Bloomberg News

NYSE Said to Choose JPMorgan, Societe Generale for Euronext IPO

August 20, 2013

NYSE Said to Choose JPMorgan, Societe Generale for Euronext IPO

The initial public offering would end an experiment to unite the biggest U.S. and European stock-exchange operators that began in April 2007 after New York-based NYSE Group acquired Paris-based Euronext NV for $14.3 billion. Photographer: Mario Proenca/Bloomberg

NYSE Euronext, the bourse operator being acquired by IntercontinentalExchange Group Inc., has tapped JPMorgan Chase & Co. and Societe Generale SA (GLE) to help arrange the initial public offering of its European equity operations, four people with knowledge of the matter said.

A stake in the Euronext unit, which controls markets in Paris, Lisbon, Brussels and Amsterdam, may be sold next year, said the people, asking not to be named because the information isn’t public. The sale could raise about 750 million euros ($1 billion), though the final size of the deal hasn’t been determined yet, two of the people said.

The IPO would end an experiment to unite the biggest U.S. and European stock-exchange operators that began in April 2007 after New York-based NYSE Group acquired Paris-based Euronext NV for $14.3 billion. Jeffrey Sprecher, chief executive officer of IntercontinentalExchange, said in December that the European business would be reviewed for a possible sale.

Sprecher’s company agreed nine months ago to buy the New York Stock Exchange owner for cash and stock worth about $8.2 billion at the time.

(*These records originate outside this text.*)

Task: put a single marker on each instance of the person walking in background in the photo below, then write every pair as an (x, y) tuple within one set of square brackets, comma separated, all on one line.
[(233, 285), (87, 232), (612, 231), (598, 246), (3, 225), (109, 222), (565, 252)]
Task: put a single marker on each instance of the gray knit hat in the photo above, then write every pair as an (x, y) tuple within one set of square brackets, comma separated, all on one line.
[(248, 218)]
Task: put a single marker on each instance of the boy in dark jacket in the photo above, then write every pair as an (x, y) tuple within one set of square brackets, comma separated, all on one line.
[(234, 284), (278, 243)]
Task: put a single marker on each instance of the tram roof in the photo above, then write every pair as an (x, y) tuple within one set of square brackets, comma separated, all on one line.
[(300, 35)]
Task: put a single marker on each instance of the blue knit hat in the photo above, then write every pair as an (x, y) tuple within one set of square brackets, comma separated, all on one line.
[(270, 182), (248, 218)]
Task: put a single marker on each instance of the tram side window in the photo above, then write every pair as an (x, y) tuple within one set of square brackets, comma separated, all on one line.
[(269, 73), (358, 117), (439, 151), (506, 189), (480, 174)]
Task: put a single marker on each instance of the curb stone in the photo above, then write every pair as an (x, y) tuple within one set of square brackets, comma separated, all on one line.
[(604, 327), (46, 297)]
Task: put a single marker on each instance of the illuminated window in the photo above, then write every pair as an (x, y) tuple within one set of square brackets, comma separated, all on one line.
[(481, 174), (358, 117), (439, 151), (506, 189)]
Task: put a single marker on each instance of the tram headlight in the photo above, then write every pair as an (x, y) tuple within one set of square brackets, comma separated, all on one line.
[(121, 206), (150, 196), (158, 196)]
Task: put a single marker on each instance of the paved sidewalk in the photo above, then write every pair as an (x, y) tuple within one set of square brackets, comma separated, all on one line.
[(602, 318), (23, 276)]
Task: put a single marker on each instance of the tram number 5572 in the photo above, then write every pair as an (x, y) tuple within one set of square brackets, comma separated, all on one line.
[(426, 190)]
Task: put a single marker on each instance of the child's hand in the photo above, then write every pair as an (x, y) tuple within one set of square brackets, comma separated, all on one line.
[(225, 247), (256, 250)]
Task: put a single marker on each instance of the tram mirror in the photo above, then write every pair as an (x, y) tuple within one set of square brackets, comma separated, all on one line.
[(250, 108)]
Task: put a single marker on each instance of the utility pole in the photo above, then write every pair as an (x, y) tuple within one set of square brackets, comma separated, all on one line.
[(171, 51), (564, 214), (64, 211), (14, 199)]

French financial regulators want to know the plans for Euronext before approving ICE’s acquisition of NYSE, two people said. IntercontinentalExchange, the Atlanta-based futures market known as ICE, will retain the London-based Liffe derivatives venue, which was part of NYSE’s Euronext acquisition six years ago.

Regulatory Approval

“We do not have any comment except that we remain focused on securing the final regulatory approvals in Europe,” Claire Miller, a spokeswoman for ICE said yesterday. Adaora Anunoby, a spokeswoman for NYSE Euronext (NYX:US) in London, declined to comment, as did officials at JPMorgan, Societe Generale and France’s Autorite des Marches Financiers regulator.

U.S. securities regulators approved ICE’s acquisition of NYSE Euronext last week, bringing the company one step closer to completing the transaction. The merger still requires approval from individual country regulators in Europe.

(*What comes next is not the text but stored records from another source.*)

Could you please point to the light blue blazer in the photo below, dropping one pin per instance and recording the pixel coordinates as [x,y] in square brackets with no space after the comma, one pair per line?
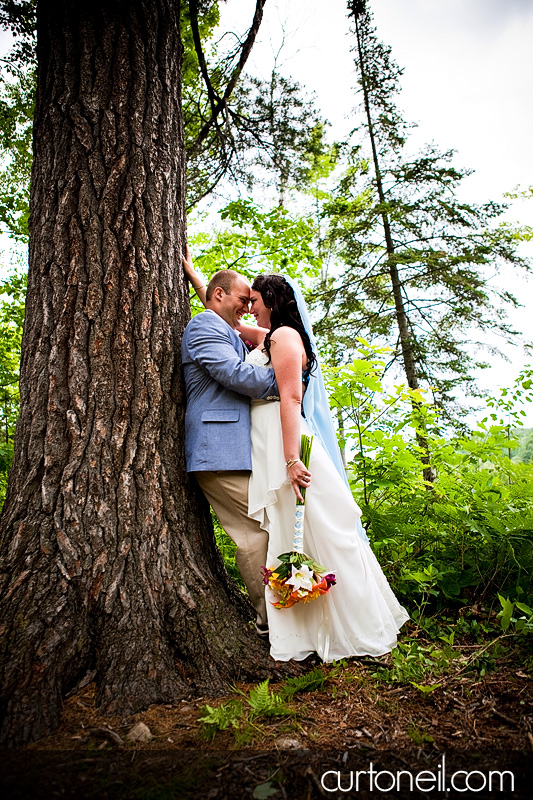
[219,387]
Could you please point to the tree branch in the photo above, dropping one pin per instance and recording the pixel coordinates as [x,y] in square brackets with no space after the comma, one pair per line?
[221,103]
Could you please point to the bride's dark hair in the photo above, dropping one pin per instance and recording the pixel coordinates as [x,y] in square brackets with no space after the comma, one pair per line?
[279,297]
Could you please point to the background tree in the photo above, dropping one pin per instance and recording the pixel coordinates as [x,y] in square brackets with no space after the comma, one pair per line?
[417,260]
[108,563]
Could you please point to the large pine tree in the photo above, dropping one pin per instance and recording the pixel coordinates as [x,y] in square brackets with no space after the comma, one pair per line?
[108,563]
[416,260]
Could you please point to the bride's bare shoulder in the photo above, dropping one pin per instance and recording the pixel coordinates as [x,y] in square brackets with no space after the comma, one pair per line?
[286,336]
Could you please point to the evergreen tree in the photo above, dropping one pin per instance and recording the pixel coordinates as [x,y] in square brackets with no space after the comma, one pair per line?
[416,260]
[108,564]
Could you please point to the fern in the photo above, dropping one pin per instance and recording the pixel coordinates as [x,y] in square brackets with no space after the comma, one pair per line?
[263,702]
[221,718]
[310,682]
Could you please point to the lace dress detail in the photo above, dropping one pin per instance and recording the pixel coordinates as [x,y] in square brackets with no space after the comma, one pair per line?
[360,615]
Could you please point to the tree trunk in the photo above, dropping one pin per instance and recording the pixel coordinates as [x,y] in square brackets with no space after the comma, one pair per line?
[108,560]
[406,341]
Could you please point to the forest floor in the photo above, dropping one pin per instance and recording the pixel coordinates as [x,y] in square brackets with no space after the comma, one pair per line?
[469,700]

ICE is buying the U.S. equity-exchange operator as the profitability of stock trading declines while derivatives generate more income. European Union regulators approved the deal on June 24 after blocking Deutsche Boerse AG (DB1)’s purchase of NYSE last year, citing concern over competition in derivatives and post-trade clearing.

NYSE Brand

IntercontinentalExchange, which bought the New York Board of Trade in 2007 and renamed it ICE Futures U.S., has said it will keep the NYSE Euronext brand. The merged company will maintain dual headquarters in Atlanta and New York.

Sprecher said Aug. 6 that the exchanges expect the deal “will be finalized this fall.” Shareholders of both companies approved the transaction in June.

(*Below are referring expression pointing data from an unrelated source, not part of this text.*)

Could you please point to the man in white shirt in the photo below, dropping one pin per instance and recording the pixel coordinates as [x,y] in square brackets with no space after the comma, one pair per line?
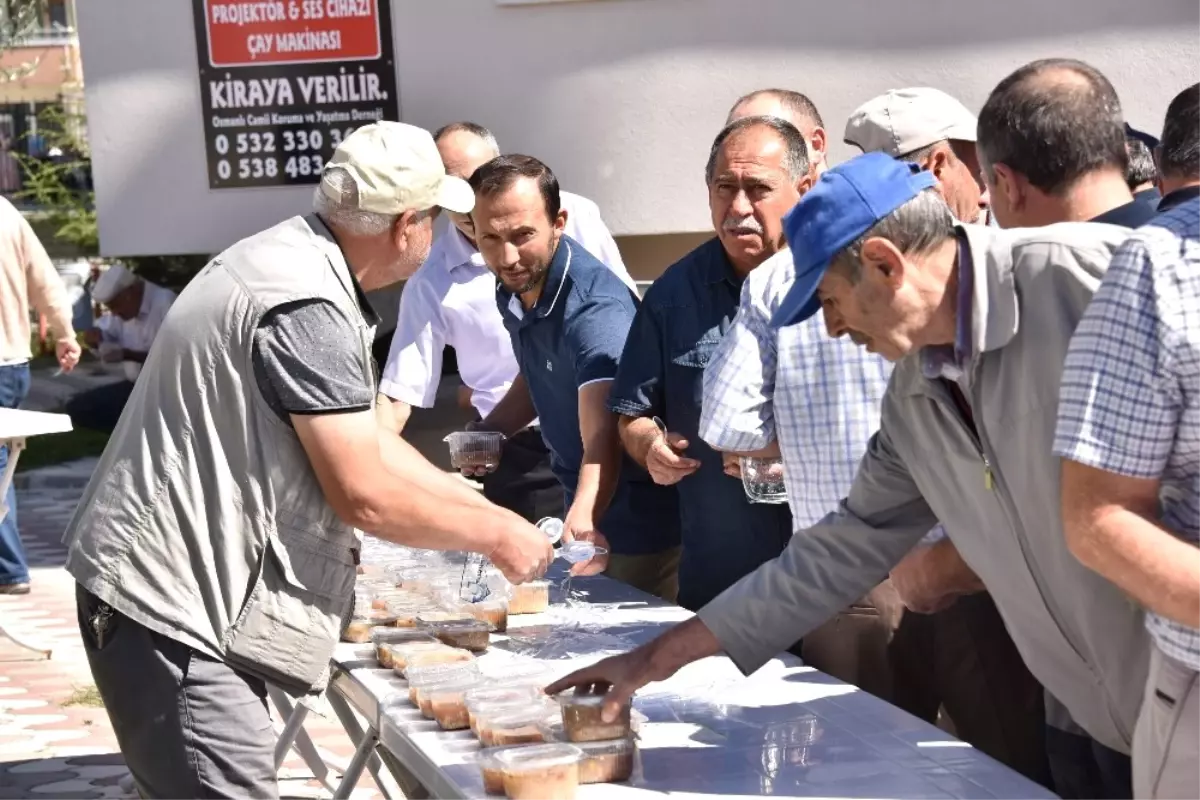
[137,308]
[451,301]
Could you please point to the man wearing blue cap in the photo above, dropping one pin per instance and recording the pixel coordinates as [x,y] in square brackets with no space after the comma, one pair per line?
[978,322]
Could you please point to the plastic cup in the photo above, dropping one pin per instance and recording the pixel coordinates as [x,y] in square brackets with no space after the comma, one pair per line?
[763,479]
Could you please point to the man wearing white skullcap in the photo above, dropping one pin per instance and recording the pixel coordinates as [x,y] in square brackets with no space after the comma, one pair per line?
[137,307]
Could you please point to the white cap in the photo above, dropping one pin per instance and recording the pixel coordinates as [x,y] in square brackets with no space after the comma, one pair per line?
[905,120]
[397,168]
[111,283]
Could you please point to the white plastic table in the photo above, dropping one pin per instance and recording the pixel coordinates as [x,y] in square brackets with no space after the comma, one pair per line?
[785,731]
[16,426]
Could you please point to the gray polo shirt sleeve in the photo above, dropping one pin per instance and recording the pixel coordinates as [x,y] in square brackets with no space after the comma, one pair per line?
[309,359]
[826,567]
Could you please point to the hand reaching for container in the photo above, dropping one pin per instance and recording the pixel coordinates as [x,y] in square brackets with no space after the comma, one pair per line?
[523,552]
[665,461]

Merging NYSE Euronext with the second-largest futures market underscores both the growing importance of derivatives and the diminishing influence of the New York Stock Exchange, founded more than two centuries ago under a buttonwood tree in New York.

Populist outcry, antitrust concern and some of the most volatile markets on record have prevented the completion of more than $32 billion in announced exchange transactions, according to data compiled by Bloomberg on deals since October 2010 that were valued at $1 billion or more.

When Euronext NV sold stock in an IPO in July 2001, the exchange received a valuation of 2.8 billion euros. The company raised 400 million euros selling 16.7 million new shares and existing investors sold 12.2 million shares.